At Artistic Artifacts we have recently received a new shipment from Indonesia of wonderful Batik Panels by our artist friend Jaka. He creates imaginative designs, especially people: from women with an attitude to family settings, and village scenes. I have named the panel that caught my eye for this project 2 Girl Friends; it can be purchased from our online store.
I knew immediately that I would put an inner border using a beautiful royal blue batik, and it looked wonderful with the panel colors.
Free-Form Strip Piecing
Next was the strip piecing. Rayna encourages you to use leftover pieces of fabric that have already been cut for other quilt projects. But if, like me, you don’t have enough long strips hanging out in your stash, simply pull a variety of fabrics and cut strips. For this project mine are approximately 18 to 22" long and 1¼" to 1½" wide. In her book Rayna recommends as a guideline initially working with strips that are 8" to 15" long and from 1" to 3" wide.
Below, the fabrics selected for strip piecing. (This is a real “behind the scenes” view: the messy tiny corner of my work table!)
Here I have two strips ready for the process. My selected fabrics that have been cut (or torn) are placed, both right side facing up, with a slight overlap.
Cut a gentle curve with your rotary cutter along the overlap. You are freehand cutting, no ruler needed! The sliver of purple showing underneath the orange, and the orange showing under the purple, are pulled away and not used: you will have a two strips with matching curves.
This part can be a bit tricky. When your two strips are placed, right sides together, to be sewn together the curves do not match up (as seen in the below photograph).
If you have ever sewn a curved quilt block, such as a Drunkard’s Path, you will already be familiar with this concept, but if not, you have to pull the convex and concave edges of the fabrics together to be able to sew a seam. If your curves are gentle, this can be done by hand while you are at the machine, but if you don’t feel comfortable, pin the strips together to have the “peaks and valleys” (as Rayna calls them) match up. If you haven’t previously sewn curves together before it won’t seem as if they will seam together flat, but they will!
Above, two wonky strips sewn together. Notice the imperfect seam allowance! In her book Rayna teaches you that you don’t always have to aim for a 1/4-inch seam allowance, that between ⅛" and ¼" is fine. I tested any of my seams that looked thin by gently pulling them apart; if the seam did not hold, I just stitched over it again.
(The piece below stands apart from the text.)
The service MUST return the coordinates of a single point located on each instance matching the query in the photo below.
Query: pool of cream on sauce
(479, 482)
Below, the front side of my free-form strip segment. One strip attached, many more to go! But these go together quicker than you might think, and it’s fun piecing because there’s no stress...imperfection is your goal.
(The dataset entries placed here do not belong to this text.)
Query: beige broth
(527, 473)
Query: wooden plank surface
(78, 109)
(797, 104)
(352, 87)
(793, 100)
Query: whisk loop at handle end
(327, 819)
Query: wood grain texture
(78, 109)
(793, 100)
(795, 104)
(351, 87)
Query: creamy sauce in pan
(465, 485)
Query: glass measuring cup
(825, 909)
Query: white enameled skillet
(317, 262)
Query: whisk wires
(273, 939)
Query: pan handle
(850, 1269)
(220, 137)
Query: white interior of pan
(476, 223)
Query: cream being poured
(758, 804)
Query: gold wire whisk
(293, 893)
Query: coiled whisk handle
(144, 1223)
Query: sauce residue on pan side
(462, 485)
Below, my completed unit of free-form strips. From this, I then cut bands that I used to border my panel.
And just in case you want to see this from the back, I’ve included the photo below. I pressed all of my seam allowances to one side. while you are stitching, you don’t worry if some are longer than others. Using Rayna’s method, the only time you use a ruler with your rotary cutter is to trim square those strip ends and to cut strips for borders (as I am) or blocks for precise piecing.